Patterns highlighted in blue in
Figure 10 have been introduced in this paper. Our next task is to build the missing white patterns; we wrote a pattern for a Secure IoT Thing and its controller [
11]; a pattern for a sensor node derived from the sensor AEP can be found in [
43]; an ASP for the sensor and a security pattern for radar are in [
3]. This means that we need to build security patterns for Lidar sensors and Autonomous Emergency Braking Systems, which will allow us to complete an SSF for sensors and actuators. For that purpose, we will enumerate the use cases of each device and find their threats following the method in [
2], where each use case is decomposed into its activities, and we can analyze the possible threats of each activity. Starting from AEPs and their derived patterns provides a systematic way to enumerate threats as opposed to approaches where threats are postulated in ad hoc ways. We first find the threats in an AEP and then in each derived pattern we add the new threats due to their contexts. This method shows the value of having correct functional models to build secure models from them and further justifies our effort in building ESPs.
7. Related Work
We are not aware of any work discussing AEPs for sensors and actuators; however, some work discusses AEP-like artifacts for other entities. In [
46,
47] present a way for applying conceptual patterns in User Interfaces (UI) and show some examples of abstract UI patterns. They explore the impact of these patterns in the software lifecycle and discuss design approaches. However, their patterns are not described using UML class and sequence diagrams or some type of template, as we do.

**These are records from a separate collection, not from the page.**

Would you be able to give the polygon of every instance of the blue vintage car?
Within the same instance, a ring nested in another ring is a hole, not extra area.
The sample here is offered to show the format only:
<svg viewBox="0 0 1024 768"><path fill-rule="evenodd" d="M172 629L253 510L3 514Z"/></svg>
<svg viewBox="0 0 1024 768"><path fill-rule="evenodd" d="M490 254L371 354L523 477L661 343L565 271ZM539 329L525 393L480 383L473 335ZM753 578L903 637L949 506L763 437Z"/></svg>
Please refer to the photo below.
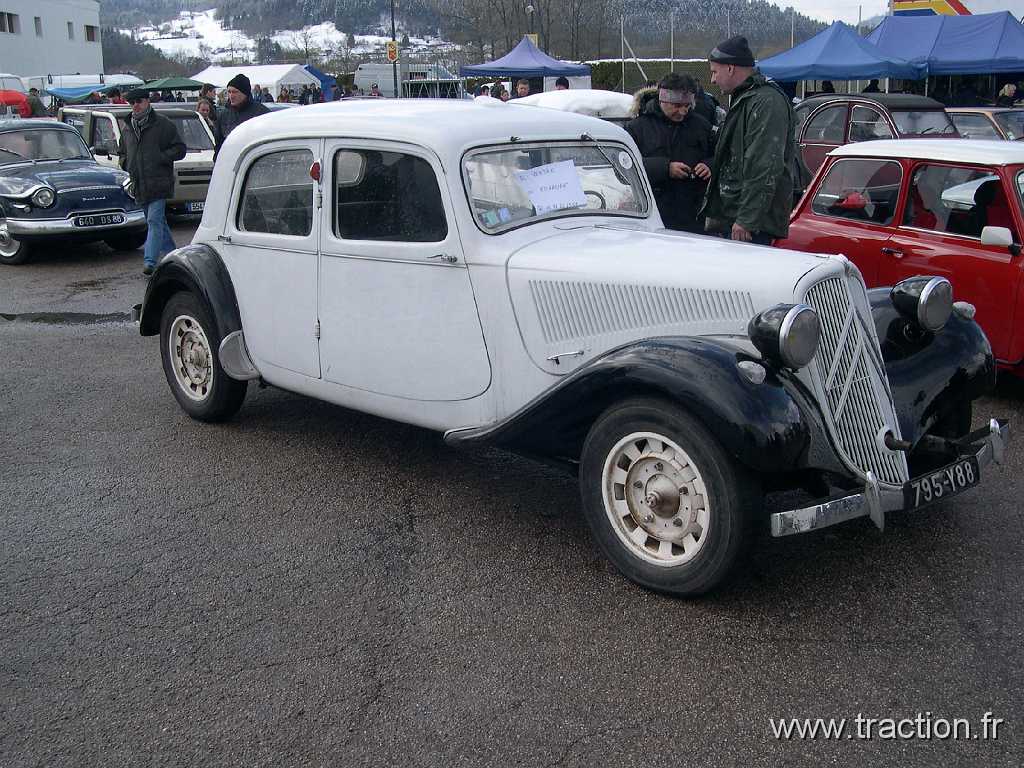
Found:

According to the Oxford Living Dictionary, “an ontology is a set of concepts or categories in a subject area or domain that shows their properties and the relations between them.” A related definition is given in [
48] that defines an ontology as a specification of conceptualization. The SOSA (Sensor, Observation, Sample, and Actuator) is a lightweight ontology that provides a general-purpose specification for modeling the interaction between the entities which are used for observation, sampling, and actuation [
49]. Ref. [
49] provides an overview of the main classes and properties of SOSA and briefly discusses their integration with their Semantic Sensor Network (SSN) ontology [
50]. They motivate some of the core design decisions (for SOSA ontology design patterns) and focus on an example-driven description of these classes. The SOSA ontology design pattern (which is also known as core structure) provides a base for three modeling perspectives (observing, sampling, and actuating). They also discuss selected modeling problems, how to approach them, and give examples for the usage of SOSA classes and relationships in different application areas. In our work, we focus on describing abstract conceptual entities using patterns, which are described using templates with predefined sections, and from which we derive concrete patterns. Their use of patterns is closer to the normal work of designers and makes our approach more practical.
Ref. [
44] defines a specific real-time design pattern for an action subsystem of an Advanced Driver Assistance Systems (ADAS), which models structural, behavioral, and real-time aspects of the automatic actuators and the Human Machine Interface (HMI) elements. [
45] presents three patterns for sensing, data processing, and action-taking. Each pattern includes the sections: name, context, problem, forces, solution, consequences, and related patterns; the Sensing patterns specify the various kinds of sensors. The Data Processing pattern defines how to manage data considering their validity duration. The Action-Taking pattern defines how warnings and actuations can be provided to avoid critical situations. Those patterns complement our patterns.